Reputation: 279
Ok.This is my first question here So I'm trying to make this program which searches for the phrase "You have an error" in the HTML source code.The problem is when I try
html_data=urllib2.open(site).read()
if html_data.find(string):
print "It's found"
It doesn't find it..Although when I print html_data it is found in there with no tags whatsoever. Can anybody help me on this?
Upvotes: 2
Views: 1071
Reputation: 925
Do the upper/lower cases match the page you are looking at? Would you be able to give us the page you are trying to read this from? Because this code seems to work fine:
>>> string = 'You have an error'
>>> page = """
You have an error
"""
>>> if string in page:
print "It's found"
It's found
Upvotes: 1
Reputation: 500327
str.find()
returns the index (or -1 if not found).

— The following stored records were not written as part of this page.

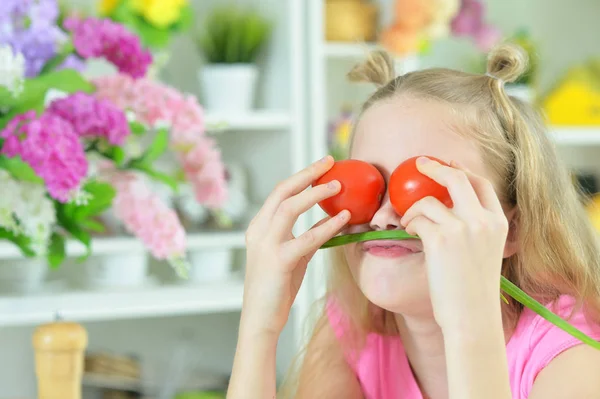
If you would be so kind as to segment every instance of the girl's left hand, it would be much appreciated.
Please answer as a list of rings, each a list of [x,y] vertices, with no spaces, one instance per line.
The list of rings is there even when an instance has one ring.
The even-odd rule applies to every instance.
[[[492,184],[455,162],[451,165],[425,157],[417,160],[421,173],[448,189],[453,208],[426,197],[400,221],[423,241],[434,316],[442,331],[462,330],[499,315],[508,234],[508,221]]]

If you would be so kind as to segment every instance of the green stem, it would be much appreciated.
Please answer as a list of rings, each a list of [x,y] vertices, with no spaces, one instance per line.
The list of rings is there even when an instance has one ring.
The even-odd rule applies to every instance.
[[[380,231],[367,231],[365,233],[354,233],[346,234],[342,236],[333,237],[327,241],[321,249],[337,247],[339,245],[346,245],[353,242],[370,241],[370,240],[408,240],[418,239],[418,236],[408,234],[404,230],[380,230]]]
[[[575,338],[578,338],[582,342],[596,349],[600,349],[600,342],[584,334],[583,332],[573,327],[571,324],[569,324],[556,314],[552,313],[547,307],[545,307],[544,305],[527,295],[525,292],[523,292],[523,290],[511,283],[506,277],[500,276],[500,278],[500,288],[502,288],[502,290],[508,295],[513,297],[517,302],[533,310],[542,318],[548,320],[550,323],[554,324],[561,330],[571,334]]]
[[[369,241],[369,240],[406,240],[406,239],[419,239],[418,236],[408,234],[403,230],[385,230],[385,231],[369,231],[365,233],[346,234],[336,236],[321,246],[321,249],[337,247],[340,245],[346,245],[355,242]],[[554,324],[561,330],[571,334],[573,337],[581,340],[593,348],[600,349],[600,342],[594,340],[590,336],[584,334],[578,330],[560,316],[550,311],[547,307],[527,295],[519,287],[511,283],[506,277],[500,276],[500,288],[506,292],[509,296],[515,299],[517,302],[531,309],[539,316]]]

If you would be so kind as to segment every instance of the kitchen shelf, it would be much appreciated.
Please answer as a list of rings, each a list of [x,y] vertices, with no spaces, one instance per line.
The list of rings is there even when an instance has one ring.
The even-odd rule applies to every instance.
[[[188,249],[202,248],[244,248],[244,231],[202,232],[187,236]],[[92,240],[92,255],[108,255],[146,251],[144,245],[135,237],[101,237]],[[86,253],[85,247],[78,241],[67,241],[67,256],[77,257]],[[8,241],[0,242],[0,261],[2,259],[21,258],[19,248]]]
[[[243,282],[0,297],[0,326],[38,325],[239,311]]]
[[[555,126],[550,128],[550,135],[558,145],[600,145],[600,126]]]
[[[291,117],[287,112],[257,110],[244,114],[224,114],[208,112],[206,125],[209,132],[229,130],[283,130],[288,129]]]

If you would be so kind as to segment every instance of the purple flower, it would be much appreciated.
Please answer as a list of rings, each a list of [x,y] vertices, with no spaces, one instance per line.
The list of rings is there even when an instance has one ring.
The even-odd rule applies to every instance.
[[[82,72],[85,69],[85,61],[75,54],[69,54],[63,63],[60,64],[56,69],[74,69],[78,72]]]
[[[85,151],[71,124],[52,113],[36,118],[29,111],[13,118],[0,132],[7,157],[19,156],[44,180],[51,197],[72,199],[87,175]]]
[[[56,0],[2,0],[0,43],[25,57],[25,75],[35,77],[67,39],[58,27]]]
[[[73,45],[81,57],[106,58],[133,78],[146,75],[152,54],[123,25],[109,19],[68,18],[64,26],[73,34]]]
[[[123,111],[109,100],[86,93],[53,101],[48,112],[70,122],[80,137],[104,137],[110,144],[121,145],[130,133]]]

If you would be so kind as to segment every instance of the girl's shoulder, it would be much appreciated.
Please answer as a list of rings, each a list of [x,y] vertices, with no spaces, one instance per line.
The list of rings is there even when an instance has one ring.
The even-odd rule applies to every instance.
[[[600,323],[589,319],[575,298],[562,295],[546,307],[586,335],[600,340]],[[578,338],[525,308],[506,346],[513,389],[519,386],[521,395],[527,397],[537,375],[554,358],[581,344]]]

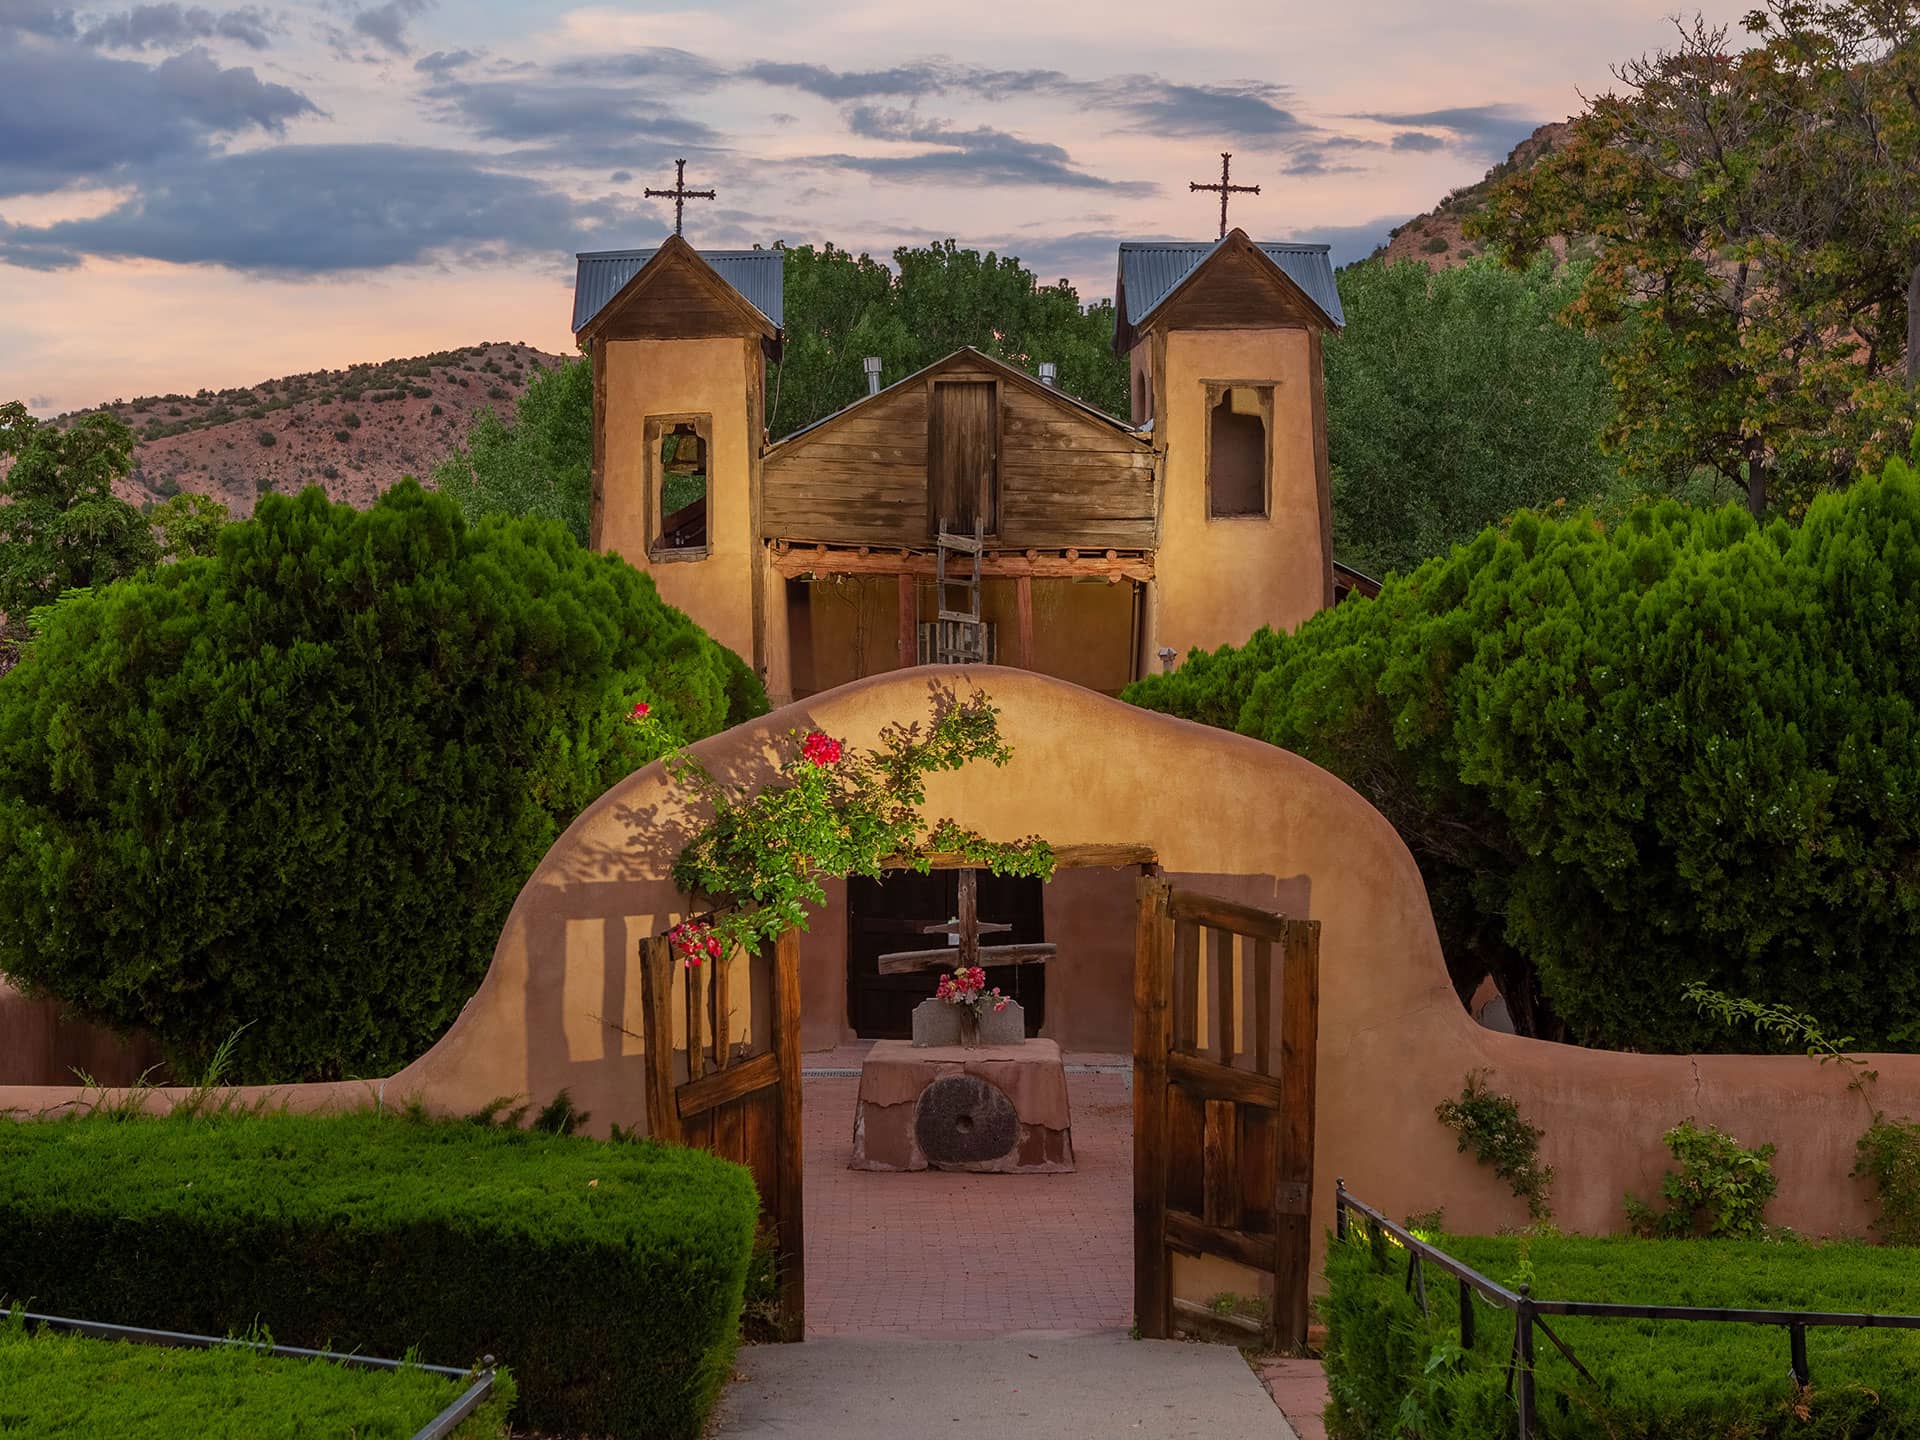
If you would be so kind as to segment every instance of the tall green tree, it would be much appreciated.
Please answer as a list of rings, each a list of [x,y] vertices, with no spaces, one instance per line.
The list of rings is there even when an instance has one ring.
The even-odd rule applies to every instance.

Thus the following is incorrect:
if html_data.find(string):
It should be:
if html_data.find(string) != -1:
Alternatively, if you don't need to know the position of the match:
if string in html_data:
Upvotes: 2
Reputation: 66
find
method returns -1 if it doesn't find the string, not 0. So, you should use it like
if html_data.find(string) != -1:
Upvotes: 0
Reputation: 3808
Sometimes code is generated dynamically upon javascript loading and execution. In that case you will need to execute the JavaScript to get exactly the same page source as you get from a browser's View Source. You might want to write a browser extension for this, that then if required sends what it finds to your python server. The advantage of that is you get to use a browser's JavaScript vm.
Upvotes: 0